Keywords: Borich Needs Assessment , Education Program , Locus for Focus Model , Needs Analysis , Software Safety

## 1. Introduction

In 2014, the Korean government declared the “Strategies to realize a Software-Oriented Society,” stressing that software should be at the center of innovation, growth, and value creation [1]. In particular, the development of embedded software source technology was declared important in industries such as aviation, automobiles, and railways. The Ministry of Public Administration and Security has accelerated the implementation of the master plan for safety innovation established in 2015 and has been carrying out field-oriented tasks such as realizing life-friendly safety policies, establishing preventive and initial response plans, and expanding disaster safety infrastructure [2]. On the other hand, the central government, local governments, and public institutions are performing detailed tasks and checking them periodically with the master plan for safety innovation.
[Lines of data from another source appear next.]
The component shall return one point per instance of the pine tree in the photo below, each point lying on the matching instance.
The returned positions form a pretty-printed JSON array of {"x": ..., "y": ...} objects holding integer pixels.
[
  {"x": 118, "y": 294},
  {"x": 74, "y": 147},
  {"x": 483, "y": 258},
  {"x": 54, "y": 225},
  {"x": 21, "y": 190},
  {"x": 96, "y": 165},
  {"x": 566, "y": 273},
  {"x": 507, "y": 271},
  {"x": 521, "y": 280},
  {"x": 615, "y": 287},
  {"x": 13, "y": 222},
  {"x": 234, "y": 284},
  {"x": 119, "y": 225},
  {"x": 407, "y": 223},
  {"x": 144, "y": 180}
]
As software safety-related systems and embedded software grow in scale and complexity, assuring safety is becoming more and more of an important issue [3-5]. Problems arising from software are not mere defects or malfunctions of services and products, but are becoming critical issues that can lead to enormous economic losses to the country, organization, and society and even further, loss of lives [6-9]. Given the recent cases of sudden, unintended acceleration crashes of cars and plane crashes, it is essential to ensure the functional safety of software in a safety-essential system. In order to ensure software safety in these safety-critical systems, it is necessary to improve the capabilities of software engineers.

However, there are some problems. First, the majority of software engineers are not mindful or fully aware of software safety and in many cases, lack expertise in various software engineering safety technologies. This is because of the characteristics of software, especially its invisibility and complexity, which means it does not have a physical form and is difficult to verify the final result during the development process [10,11]. Second, there is a shortage of personnel trained in software quality. Since it is the result of intellectual labor of human resources, the quality of the result depends on the expertise of that human resource, and therefore a more systematic and professional approach is required. However, according to [12] the software industry's human resource supply and demand status, the number of domestic IT quality engineers is quite small (2.6%), and the training for incumbent employees related to software quality and testing is only 1.7% [13].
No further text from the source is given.